ファッションパンクもパッションファンクも

12/25 (月)


岡庭さんの手伝いを蹴って、映像四年K原さんの撮影にスタッフとして参加する。
朝、学校での用事を済ませた後、京王井の頭線永福町駅で下車。撮影現場となるアパートに向かう途中、「カメラマンの人が恐いけど頑張って」と言われ、岡庭さんの撮影に行っとけばよかったと即後悔する。
現場に着いてみたらその通りおっかない人がいて、名前を仮に小林さんとするが、初対面でいきなりお前呼ばわりされてまじで怯む。小林さんはいわゆる現場の人という感じで、根は多分いい人なのだが撮影中はとても厳しい。きびい。
現場では、撮影監督を中心に役割分担がはっきりしており、誰に指示されるでもなくそれぞれが自分の仕事をこなす(ちなみに自分は音声)。無駄なく統制された動きのひとつひとつに、これが全員サッカーか、と今更ながら目から鱗である。
とは言ってもこういう現場こそ普通なのだが、自分の周りの撮影があまりにも一人フリージャズな感じなので、その格差には軽く衝撃を受けてしまう。


物心ついた時から適当万歳の僕は、久々に味わう緊張感(おもに小林さんから発せられる)の中、「あー俺今日殴られるかもなー」とうっすら感じながら、なるべくそつなく従順に仕事をこなそうと必死。鷹彦がびびるのも頷ける。
午後九時、何とか殴られることなく、撮影が終了。映像OBの人達とも何となく仲良くなった気が。

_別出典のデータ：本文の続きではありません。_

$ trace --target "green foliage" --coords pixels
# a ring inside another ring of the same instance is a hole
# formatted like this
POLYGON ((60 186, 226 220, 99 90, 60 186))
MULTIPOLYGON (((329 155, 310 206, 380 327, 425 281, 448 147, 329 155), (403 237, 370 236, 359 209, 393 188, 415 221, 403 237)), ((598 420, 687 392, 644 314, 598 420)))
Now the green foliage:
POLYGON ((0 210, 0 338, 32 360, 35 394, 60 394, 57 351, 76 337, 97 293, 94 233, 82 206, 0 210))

僕のヘルプがちゃんと役に立ったのかは分からんけど、四年の最後になって色々と学ぶことの多かった一日。あと、いかに自分の撮影が適当かを思い知る。
まあ、僕は自分の適当さに誇りを持ってる部分もあるのだが。


12/26 (火)


岡庭さんの撮影を手伝う。
昨日と打って変わってゆるゆるの雰囲気漂う現場。スタッフはわたし一人。朝から生憎の豪雨で、死ぬほど寒い中、ドンキホーテに脚立とブルーシートを買いに行かされる。これがいつもの岡庭組の現場である。チャリンコは必須。
撮影直前に、役者にストーリーを説明する岡庭監督。巨匠はそれでいいのだ。
「芝居は小学校の学芸会以来だ」と話していた自転車置き場の原崎さんは、突然、首吊りの演技をやれと言われてとまどいを隠せずにいた(でも笑顔)。


その後、
脚立の上で原崎さんが首を吊る(天井の表面が一部剥がれる)。
ガムテープで女優K西さんの顔面をぐるぐる巻き(岡庭ノリノリ)。
百円のナイフで模造の腕を切り落とす(げんなりその1)。
ブルーシートの上の血糊をティッシュで拭く(なぜか罪悪感)。
鼠の死骸を撮影(げんなりその2)。
午後四時、撮影終了。


撮影後、僕の家で休憩していると、なぜか岡庭さんの両足から白い煙が発生する。人体自然発火現象ではないかという見方が強まっている。自分の部屋が延焼するとまずいので、とりあえず外に避難し、晩飯を食って解散。


恐い人と、雨と、運転さえなければ、人の撮影を手伝うのは楽しい。